Iraqi Shiite leader in Ankara, calls on Iraqiya to end boycott
A top Iraqi Shiite politician on Thursday urged Sunni-backed Iraqiya bloc to end its boycott of parliament amid deepening sectarian divide in Iraq.
The political battle in Iraq erupted last month after the Shiite-led government issued an arrest warrant against the Sunni vice president, Tareq al-Hashemi, on terrorism charges, sending him into virtual exile to the Kurdish autonomous region in northern Iraq. In protest, al-Hashemi's Sunni-backed Iraqiya bloc has been boycotting parliament and Cabinet sessions, bringing government work to a standstill.

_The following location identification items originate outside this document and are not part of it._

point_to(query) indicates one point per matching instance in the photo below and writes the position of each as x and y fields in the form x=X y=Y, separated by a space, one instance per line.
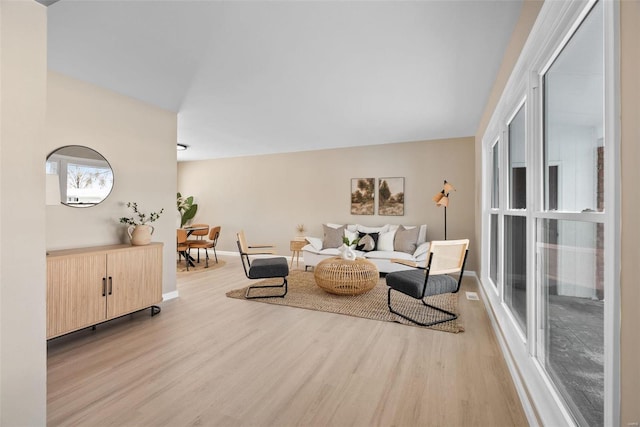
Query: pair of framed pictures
x=390 y=195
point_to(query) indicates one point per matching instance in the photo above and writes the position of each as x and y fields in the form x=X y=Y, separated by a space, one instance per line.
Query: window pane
x=573 y=122
x=515 y=268
x=572 y=265
x=517 y=162
x=493 y=254
x=495 y=187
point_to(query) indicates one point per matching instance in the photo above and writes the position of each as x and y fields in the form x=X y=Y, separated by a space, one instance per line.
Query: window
x=517 y=162
x=549 y=215
x=572 y=251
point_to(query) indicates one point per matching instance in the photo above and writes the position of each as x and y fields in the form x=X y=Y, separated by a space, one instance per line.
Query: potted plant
x=139 y=231
x=187 y=209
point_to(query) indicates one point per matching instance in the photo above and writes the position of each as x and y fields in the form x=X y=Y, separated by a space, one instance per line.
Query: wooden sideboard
x=87 y=286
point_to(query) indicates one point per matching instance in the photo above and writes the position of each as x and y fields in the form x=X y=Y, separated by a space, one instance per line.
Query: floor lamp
x=442 y=199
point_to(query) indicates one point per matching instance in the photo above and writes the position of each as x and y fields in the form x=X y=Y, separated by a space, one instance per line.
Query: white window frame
x=556 y=23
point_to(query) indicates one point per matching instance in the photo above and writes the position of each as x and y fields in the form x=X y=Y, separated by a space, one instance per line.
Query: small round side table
x=345 y=277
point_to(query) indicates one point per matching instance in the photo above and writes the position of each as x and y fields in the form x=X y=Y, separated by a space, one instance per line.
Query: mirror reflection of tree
x=80 y=177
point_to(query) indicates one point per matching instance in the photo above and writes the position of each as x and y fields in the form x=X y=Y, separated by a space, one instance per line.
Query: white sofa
x=393 y=241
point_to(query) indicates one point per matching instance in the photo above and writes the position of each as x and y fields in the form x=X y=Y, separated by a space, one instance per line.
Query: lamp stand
x=445 y=223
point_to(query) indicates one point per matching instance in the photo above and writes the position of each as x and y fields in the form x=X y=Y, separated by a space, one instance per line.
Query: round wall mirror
x=77 y=176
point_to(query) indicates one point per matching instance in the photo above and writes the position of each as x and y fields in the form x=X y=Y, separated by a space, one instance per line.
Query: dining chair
x=214 y=233
x=181 y=245
x=199 y=231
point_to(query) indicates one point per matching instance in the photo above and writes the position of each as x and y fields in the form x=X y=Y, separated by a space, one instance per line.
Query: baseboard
x=170 y=295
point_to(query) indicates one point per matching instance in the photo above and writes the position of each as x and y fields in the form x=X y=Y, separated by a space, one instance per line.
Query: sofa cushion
x=406 y=239
x=332 y=236
x=388 y=255
x=316 y=242
x=422 y=250
x=367 y=242
x=351 y=235
x=385 y=240
x=365 y=229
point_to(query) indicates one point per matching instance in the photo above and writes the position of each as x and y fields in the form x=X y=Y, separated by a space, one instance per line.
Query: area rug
x=199 y=266
x=304 y=293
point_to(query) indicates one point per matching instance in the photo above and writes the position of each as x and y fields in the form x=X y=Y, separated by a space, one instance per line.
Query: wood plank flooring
x=215 y=361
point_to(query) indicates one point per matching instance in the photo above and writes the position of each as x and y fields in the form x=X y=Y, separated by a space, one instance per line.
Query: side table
x=296 y=247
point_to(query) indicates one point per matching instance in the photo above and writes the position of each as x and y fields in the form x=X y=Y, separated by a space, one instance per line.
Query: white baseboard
x=170 y=295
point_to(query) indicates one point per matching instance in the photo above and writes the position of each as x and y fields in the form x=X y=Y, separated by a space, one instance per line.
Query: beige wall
x=630 y=199
x=139 y=142
x=268 y=195
x=23 y=68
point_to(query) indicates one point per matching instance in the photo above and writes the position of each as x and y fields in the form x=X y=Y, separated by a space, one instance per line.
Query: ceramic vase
x=346 y=252
x=140 y=235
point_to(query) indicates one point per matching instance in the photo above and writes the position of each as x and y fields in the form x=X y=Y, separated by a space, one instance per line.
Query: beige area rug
x=181 y=267
x=304 y=293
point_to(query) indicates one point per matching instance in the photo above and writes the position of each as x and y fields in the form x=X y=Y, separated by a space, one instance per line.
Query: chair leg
x=283 y=285
x=450 y=315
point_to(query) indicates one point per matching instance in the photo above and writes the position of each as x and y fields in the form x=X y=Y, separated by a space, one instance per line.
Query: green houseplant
x=139 y=231
x=187 y=209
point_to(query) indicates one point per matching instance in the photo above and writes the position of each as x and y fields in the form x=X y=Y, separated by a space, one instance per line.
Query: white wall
x=23 y=68
x=139 y=142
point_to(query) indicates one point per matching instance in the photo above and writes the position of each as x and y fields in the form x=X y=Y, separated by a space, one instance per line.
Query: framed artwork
x=363 y=194
x=391 y=196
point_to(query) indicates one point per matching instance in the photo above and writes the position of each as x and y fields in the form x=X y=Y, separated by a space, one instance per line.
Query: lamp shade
x=448 y=187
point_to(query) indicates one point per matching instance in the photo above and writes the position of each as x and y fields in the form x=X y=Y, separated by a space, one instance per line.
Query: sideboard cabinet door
x=133 y=280
x=87 y=286
x=75 y=293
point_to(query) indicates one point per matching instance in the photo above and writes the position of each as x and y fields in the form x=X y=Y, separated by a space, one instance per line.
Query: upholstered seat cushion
x=410 y=282
x=263 y=268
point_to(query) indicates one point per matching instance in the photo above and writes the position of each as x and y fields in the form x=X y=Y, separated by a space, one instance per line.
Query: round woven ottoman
x=345 y=277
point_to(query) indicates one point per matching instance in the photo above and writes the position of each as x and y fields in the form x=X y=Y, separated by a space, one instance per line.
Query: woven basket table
x=345 y=277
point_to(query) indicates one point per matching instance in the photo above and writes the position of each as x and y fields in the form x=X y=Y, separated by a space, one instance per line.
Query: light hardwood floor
x=216 y=361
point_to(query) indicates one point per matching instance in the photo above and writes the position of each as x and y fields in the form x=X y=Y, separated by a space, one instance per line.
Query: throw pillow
x=385 y=241
x=365 y=229
x=406 y=239
x=351 y=235
x=368 y=242
x=332 y=236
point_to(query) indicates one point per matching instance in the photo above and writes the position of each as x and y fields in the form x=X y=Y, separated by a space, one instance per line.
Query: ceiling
x=258 y=77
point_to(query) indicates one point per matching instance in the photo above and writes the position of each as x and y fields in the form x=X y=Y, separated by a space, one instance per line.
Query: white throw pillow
x=365 y=229
x=315 y=242
x=351 y=235
x=385 y=241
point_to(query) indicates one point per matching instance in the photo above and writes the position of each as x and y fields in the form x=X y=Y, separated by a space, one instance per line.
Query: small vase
x=346 y=252
x=140 y=235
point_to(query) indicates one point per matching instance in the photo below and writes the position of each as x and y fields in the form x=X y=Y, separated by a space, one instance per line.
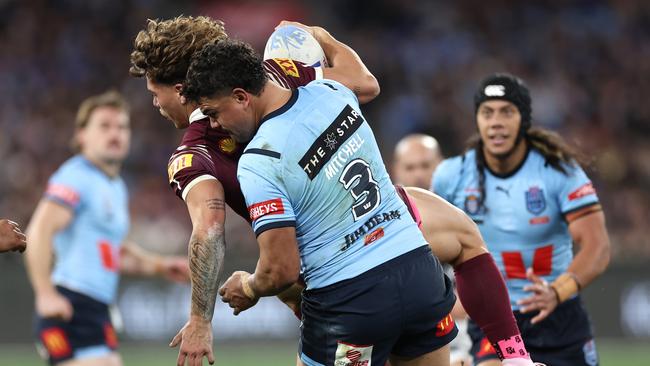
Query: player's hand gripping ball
x=295 y=43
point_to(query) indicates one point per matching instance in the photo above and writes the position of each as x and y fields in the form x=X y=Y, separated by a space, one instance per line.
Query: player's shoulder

"I want to invite Iraqiya to return to parliament and take its place in parliament," Ammar al-Hakim, a powerful cleric and leader of the Supreme Islamic Iraqi Council, said during a visit to Turkey. "We say that we will examine their just demands and do whatever is necessary."
Al-Hakim said that an administration run by members of only one sect was impossible.
Sunnis fear that without the American presence as a last-resort guarantor of a sectarian balance, the Shiite government will try to pick off their leaders one by one, as Prime Minister Nouri al-Maliki tries to cement his own grip on power.